Underhill responded to our phone questions briefly, then within minutes visited the Advance office. She was taking a short break on a downsizing project as she and her husband, Harry, prepare to move from their three-bedroom house to a one-bedroom apartment. She’s been managing the project with the help of friends and family, with Harry due to return home this week after a three-month medical battle that kept him in hospital for most of that time.
“There are no hard facts,” she said. “Suicide is a very individual thing. A trigger for one person is very easy to handle for another—it’s very nebulous.”
Underhill has decades of working with people going through difficulties of one sort or another, but she also speaks from personal experience.
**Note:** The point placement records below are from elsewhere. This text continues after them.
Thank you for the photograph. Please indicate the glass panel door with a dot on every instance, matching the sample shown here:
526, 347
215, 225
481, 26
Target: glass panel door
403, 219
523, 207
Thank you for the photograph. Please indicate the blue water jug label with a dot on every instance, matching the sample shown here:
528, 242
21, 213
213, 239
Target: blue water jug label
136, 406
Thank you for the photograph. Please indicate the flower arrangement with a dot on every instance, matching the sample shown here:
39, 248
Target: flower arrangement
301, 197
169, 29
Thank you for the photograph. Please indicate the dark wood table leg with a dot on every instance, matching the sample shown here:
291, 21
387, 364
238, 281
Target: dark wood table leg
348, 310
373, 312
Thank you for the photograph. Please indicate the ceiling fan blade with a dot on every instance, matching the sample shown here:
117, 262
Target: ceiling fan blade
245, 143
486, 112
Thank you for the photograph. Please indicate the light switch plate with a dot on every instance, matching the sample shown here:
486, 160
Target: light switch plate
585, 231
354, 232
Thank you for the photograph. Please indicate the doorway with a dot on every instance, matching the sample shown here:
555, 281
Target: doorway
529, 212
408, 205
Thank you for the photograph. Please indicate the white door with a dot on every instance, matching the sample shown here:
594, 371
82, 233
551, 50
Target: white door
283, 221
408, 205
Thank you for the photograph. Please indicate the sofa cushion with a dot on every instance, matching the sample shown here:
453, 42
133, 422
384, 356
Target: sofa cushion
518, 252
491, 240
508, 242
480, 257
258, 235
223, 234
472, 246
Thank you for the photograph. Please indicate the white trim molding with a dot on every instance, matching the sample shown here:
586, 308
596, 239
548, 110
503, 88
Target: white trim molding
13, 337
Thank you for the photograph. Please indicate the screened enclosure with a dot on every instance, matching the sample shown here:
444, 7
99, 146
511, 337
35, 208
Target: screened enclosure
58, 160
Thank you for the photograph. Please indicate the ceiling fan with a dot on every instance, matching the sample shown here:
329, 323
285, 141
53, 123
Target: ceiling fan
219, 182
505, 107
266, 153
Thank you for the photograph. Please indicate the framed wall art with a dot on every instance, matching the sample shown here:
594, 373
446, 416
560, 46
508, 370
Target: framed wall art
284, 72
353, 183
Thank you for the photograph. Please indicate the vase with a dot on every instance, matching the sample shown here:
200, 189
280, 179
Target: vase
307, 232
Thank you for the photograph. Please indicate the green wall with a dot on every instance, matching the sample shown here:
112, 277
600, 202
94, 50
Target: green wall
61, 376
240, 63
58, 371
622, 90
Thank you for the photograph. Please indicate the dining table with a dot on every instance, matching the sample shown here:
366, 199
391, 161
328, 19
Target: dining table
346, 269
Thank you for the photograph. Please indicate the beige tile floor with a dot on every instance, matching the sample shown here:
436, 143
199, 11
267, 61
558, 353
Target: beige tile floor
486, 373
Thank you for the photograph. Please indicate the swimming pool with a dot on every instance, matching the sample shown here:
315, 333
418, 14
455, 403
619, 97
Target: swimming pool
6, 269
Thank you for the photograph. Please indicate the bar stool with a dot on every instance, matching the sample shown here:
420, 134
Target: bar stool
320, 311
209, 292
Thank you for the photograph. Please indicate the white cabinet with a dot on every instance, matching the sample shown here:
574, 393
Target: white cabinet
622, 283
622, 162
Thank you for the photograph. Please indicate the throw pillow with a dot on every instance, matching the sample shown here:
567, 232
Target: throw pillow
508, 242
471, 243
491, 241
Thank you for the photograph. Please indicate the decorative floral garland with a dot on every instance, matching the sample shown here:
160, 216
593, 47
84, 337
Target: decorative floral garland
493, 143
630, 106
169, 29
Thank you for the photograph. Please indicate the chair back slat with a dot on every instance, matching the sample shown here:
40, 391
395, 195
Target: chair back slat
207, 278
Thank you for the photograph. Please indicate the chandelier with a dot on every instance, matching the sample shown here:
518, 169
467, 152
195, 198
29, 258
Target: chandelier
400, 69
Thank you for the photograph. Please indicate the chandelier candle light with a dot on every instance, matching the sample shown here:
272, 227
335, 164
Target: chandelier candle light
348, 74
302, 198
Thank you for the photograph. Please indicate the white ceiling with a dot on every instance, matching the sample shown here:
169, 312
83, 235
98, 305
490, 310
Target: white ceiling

Twice she set out to end her own life.
“I don’t call it ‘committing suicide,'” she said. “It sounds like someone is committing a crime. They are not.”
Her first suicide came when she was in “a bad second marriage.”
“It was not a happy situation,” she said. “I just wrote a note one day—’Please look after the kids’—and started walking to the river. I couldn’t swim.”
Her husband returned home, saw the note, and found her before she reached the water’s edge. A few weeks later she packed up the kids and left.
“Almost everyone—probably 99 per cent of us—contemplates suicide at least one time in their life.”
She described a suicidal state as having no emotions involved.
“I knew I was in a black hole,” she recalled. “There was no fear, no emotion, no panic. I just wanted out. I’d had enough.”
Her next marriage was to “a true Jekyll and Hyde.”
“When we crossed the threshold to his house for the first time he started calling me by his first wife’s name. And he hated my Siamese cat, my beloved companion.”
One day Underhill was driving along a straight road, approaching a bridge spanning a coulee. She knew the spot well, and the approach to the bridge became a lure.
“I swerved to go off the road and into the coulee, but as I did my cat’s image appeared in front of my eyes.”
That image was enough to snap her out of the non-emotional state. She slammed on the brakes and stopped.
“It couldn’t have been more than six inches from the edge.”
Her emotions returned.
“I left a week later.”
“When there is no emotion, you are not thinking of what you could do to get out of a bad situation. It’s just a dead feeling You just want to end it.”
Underhill began sharing her experiences when she was president of the Creston Valley Hospice Society many years ago, with founder Dr. William Mitchell-Banks holding the secretary position. During a meeting of volunteers, one stated a sense of disgust for “stupid people who commit suicide.” They do after all, leave behind a whole new set of problems for family, friends and community.
“But they want out of their own problems and they can’t see a way out,” she said.
What to do when a person you know might be suicidal?
“The most important thing is hugs, letting them know that somebody in this world cares. Be aware. What they need is someone to ask, ‘Are you okay?’ And to listen to the answers.”
There is no magic solution, she admits, but the effort to make an emotional connection through hugs and an offer to listen is worth it.
“You might save somebody’s life. If not, you will at least know you tried.”